Studley has 3 primary and one secondary school within the Warwickshire Local Education Authority (LEA) area.

| School | Compulsory education stage | School website | Ofsted details |
|---|---|---|---|
| Studley Community Infants School | Primary | Studley Community Infants' School | Ofsted details for unique reference number 125527 |
| Saint Mary's Roman Catholic Primary School | Primary | St Mary's Catholic Primary School | Ofsted details for unique reference number 125710 |
| Saint Mary's Church of England Primary School | Primary | St Mary's C.E. Academy | Ofsted details for unique reference number 141000 |
| Studley High School | Secondary | Studley High School | Ofsted details for unique reference number 136786 |

== Sports and leisure ==

Studley is often noted as having many pubs, 17 within one square mile.

As well as having a number of football teams, including Studley BKL and Studley Juniors, founded a few years ago by Kevin Sanders and Mike Imms, (formed when the Redditch United Youth Teams broke away and were taken on by Studley BKL), the village also gives its name to Studley Musical Theatre and Operatic group which has been going for over 100 years. They perform twice a year, once in April in a spring show, performing Oliver in 2010 and Fiddler on the Roof in April 2011 and a summer concert.

Just outside the village on the Birmingham road is Studley Cricket Club, home to a social and sports club, members of the Birmingham and District Premier League, (top of the regional midlands structure).

There is also a large mixed sports and social club in Eldorado Close (Studley Sports & Social Club, commonly known as the Entaco).

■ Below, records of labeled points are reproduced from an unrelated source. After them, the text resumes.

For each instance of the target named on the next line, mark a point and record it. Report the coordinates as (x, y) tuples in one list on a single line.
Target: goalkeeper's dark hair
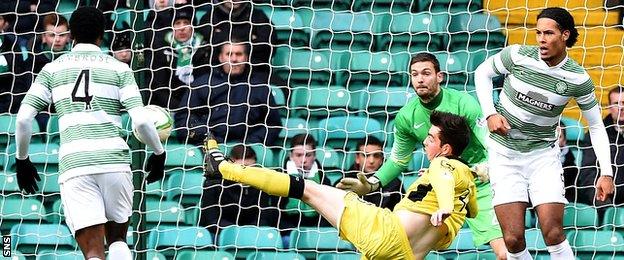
[(565, 22), (423, 57), (87, 25), (454, 130)]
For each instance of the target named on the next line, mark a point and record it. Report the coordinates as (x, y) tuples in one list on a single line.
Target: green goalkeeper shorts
[(484, 227)]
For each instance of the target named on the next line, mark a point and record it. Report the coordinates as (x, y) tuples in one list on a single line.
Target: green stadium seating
[(344, 131), (275, 256), (373, 68), (452, 6), (613, 218), (320, 101), (31, 238), (185, 189), (181, 155), (60, 255), (475, 31), (300, 66), (241, 241), (600, 242), (163, 212), (578, 215), (170, 239), (340, 256), (16, 209), (343, 30), (412, 33), (216, 255), (384, 102), (288, 26), (311, 242)]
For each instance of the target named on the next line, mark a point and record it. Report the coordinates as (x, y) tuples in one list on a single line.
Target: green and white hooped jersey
[(88, 89), (534, 96)]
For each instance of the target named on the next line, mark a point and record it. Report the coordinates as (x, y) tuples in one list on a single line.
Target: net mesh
[(336, 70)]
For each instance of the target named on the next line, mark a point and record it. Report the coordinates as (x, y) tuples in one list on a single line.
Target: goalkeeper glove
[(361, 185), (482, 170), (155, 167), (27, 176)]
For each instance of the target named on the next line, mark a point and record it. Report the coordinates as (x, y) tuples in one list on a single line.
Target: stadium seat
[(600, 242), (60, 255), (320, 101), (16, 209), (312, 242), (31, 238), (475, 31), (275, 256), (306, 67), (185, 189), (192, 255), (340, 256), (579, 215), (160, 213), (288, 26), (373, 68), (412, 33), (384, 102), (343, 30), (344, 131), (244, 240), (450, 6), (170, 239), (186, 156)]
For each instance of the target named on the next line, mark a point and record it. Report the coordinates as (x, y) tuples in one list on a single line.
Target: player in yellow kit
[(427, 218)]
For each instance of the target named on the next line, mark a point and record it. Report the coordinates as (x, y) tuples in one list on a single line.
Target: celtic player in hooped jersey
[(88, 88), (523, 158), (411, 125)]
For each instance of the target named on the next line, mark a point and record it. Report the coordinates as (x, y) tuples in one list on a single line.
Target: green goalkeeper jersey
[(412, 125)]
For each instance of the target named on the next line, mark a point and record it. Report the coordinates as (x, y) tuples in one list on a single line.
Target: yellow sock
[(269, 181)]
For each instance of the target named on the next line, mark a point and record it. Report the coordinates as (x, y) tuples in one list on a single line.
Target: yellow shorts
[(375, 232)]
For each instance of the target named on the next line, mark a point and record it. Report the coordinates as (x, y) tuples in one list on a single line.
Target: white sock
[(562, 251), (119, 250), (522, 255)]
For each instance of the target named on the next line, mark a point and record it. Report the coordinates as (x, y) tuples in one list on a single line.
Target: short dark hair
[(54, 20), (454, 130), (368, 140), (425, 56), (564, 20), (87, 24), (616, 90), (242, 152), (303, 139)]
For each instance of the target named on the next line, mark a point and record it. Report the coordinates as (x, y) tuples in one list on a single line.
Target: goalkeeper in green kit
[(411, 126)]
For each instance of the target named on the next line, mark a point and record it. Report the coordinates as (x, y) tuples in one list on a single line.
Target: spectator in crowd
[(568, 161), (53, 42), (614, 123), (368, 160), (122, 47), (174, 58), (229, 203), (14, 81), (301, 162), (239, 19), (236, 104)]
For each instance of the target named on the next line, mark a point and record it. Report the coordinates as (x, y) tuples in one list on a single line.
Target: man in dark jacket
[(235, 104), (228, 19), (614, 123), (368, 160)]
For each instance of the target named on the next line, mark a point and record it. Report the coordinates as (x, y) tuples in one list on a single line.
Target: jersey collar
[(86, 47)]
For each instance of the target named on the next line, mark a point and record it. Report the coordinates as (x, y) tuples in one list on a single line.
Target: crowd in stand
[(213, 73)]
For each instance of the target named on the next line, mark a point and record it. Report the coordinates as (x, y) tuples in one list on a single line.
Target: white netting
[(336, 70)]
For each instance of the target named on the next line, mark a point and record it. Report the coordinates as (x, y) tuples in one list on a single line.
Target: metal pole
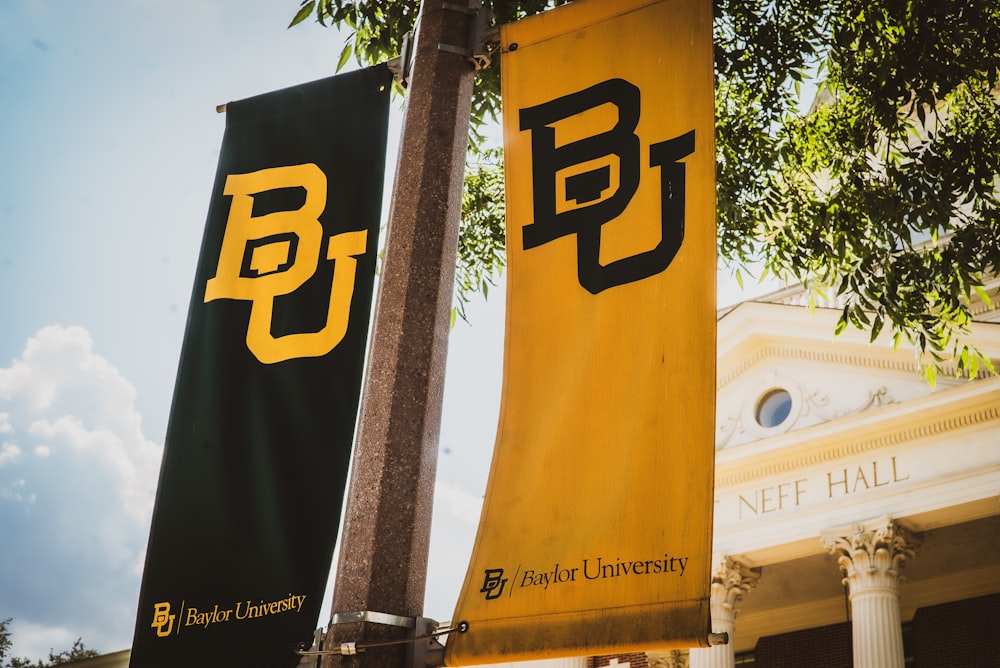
[(383, 552)]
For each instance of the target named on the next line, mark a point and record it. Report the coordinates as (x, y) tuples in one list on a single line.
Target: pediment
[(781, 369)]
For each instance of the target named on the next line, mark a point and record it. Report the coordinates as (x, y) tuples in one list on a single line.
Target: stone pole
[(383, 549), (730, 582), (870, 555)]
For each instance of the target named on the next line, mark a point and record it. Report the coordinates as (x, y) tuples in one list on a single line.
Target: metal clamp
[(373, 617)]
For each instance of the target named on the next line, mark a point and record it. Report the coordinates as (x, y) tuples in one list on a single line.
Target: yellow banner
[(596, 531)]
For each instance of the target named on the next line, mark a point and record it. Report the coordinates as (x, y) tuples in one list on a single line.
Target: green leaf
[(344, 56), (304, 11), (930, 375), (983, 295)]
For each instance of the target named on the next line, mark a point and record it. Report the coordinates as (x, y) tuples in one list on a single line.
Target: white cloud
[(5, 426), (8, 452), (80, 508), (453, 530)]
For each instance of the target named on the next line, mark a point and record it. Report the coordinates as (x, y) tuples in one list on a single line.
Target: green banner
[(260, 433)]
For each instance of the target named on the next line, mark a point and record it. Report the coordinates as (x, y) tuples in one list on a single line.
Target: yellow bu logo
[(264, 257), (163, 621)]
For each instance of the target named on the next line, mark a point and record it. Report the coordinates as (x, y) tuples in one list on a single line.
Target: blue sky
[(109, 139), (108, 144)]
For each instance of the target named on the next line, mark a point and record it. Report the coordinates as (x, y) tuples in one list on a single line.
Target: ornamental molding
[(804, 403), (908, 422), (841, 357)]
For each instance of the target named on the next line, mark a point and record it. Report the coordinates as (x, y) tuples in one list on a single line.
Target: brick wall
[(634, 660), (827, 646), (957, 635)]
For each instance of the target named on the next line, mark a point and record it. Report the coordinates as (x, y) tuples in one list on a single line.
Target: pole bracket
[(482, 37), (373, 617)]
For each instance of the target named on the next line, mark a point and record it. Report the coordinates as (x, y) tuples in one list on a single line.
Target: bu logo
[(163, 621), (582, 170), (266, 256), (493, 583)]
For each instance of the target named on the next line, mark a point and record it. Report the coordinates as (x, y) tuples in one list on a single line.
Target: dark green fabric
[(256, 455)]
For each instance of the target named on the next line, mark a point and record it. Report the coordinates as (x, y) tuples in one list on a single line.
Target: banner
[(260, 432), (596, 530)]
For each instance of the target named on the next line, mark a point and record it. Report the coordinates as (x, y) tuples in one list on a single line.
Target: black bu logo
[(589, 207)]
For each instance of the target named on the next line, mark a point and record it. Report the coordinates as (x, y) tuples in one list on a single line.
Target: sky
[(109, 139)]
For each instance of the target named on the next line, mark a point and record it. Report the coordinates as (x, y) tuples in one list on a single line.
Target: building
[(857, 509), (857, 516)]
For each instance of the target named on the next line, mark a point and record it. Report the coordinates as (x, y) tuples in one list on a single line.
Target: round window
[(774, 408)]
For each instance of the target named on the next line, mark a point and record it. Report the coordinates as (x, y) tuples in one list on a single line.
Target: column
[(671, 658), (731, 580), (871, 555)]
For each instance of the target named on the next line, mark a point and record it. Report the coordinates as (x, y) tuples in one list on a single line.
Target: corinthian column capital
[(871, 553), (730, 581), (674, 658)]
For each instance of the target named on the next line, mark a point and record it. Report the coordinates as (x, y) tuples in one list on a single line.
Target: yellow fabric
[(596, 531)]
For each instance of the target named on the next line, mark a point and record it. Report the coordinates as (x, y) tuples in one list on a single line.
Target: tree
[(77, 652), (883, 195)]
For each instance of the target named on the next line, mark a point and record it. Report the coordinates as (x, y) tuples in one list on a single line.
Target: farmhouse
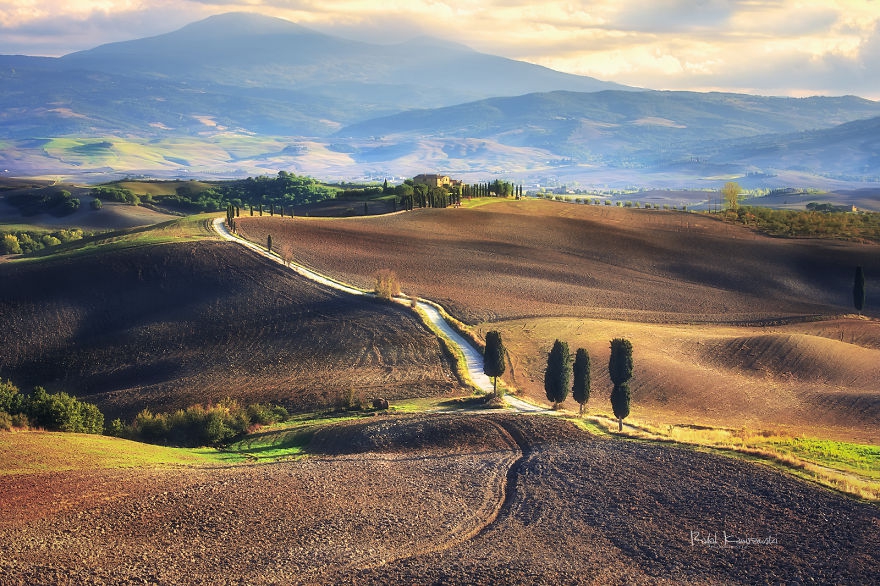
[(433, 180)]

This is home to a number of football teams across its 2 pitches, as well as being one of the bases of Redditch Entaco Cricket Club. The club also has a number of tennis courts and a bowling green.

==Transport==
The A435 road passes through Studley as Alcester Road, which runs between Birmingham and Cirencester. The A448 road passes along the western side of the village. The other main roads in Studley are the B4092 Station Road/High Street and B4093 Redditch Road.

===Railway===
Between 1868 and 1962, Studley was served by on the former Evesham Loop Line. The nearest railway station today is .

===Buses===
Studley is served mainly by the X19 bus route from Redditch to Stratford-upon-Avon, operated by Stagecoach Midlands; and the 247 bus route from Redditch to Evesham, operated by Diamond West Midlands. Other minor routes include the 500 and 502 school bus routes (both Diamond), and 512 bus route (Flexibus).

==Notable people==

- Hannah Hampton, professional association footballer, grew up in the village.
- Andy Smith, a former Professional Darts Corporation lives in the village.
- Freddie Starr, comedian, had a home in Studley.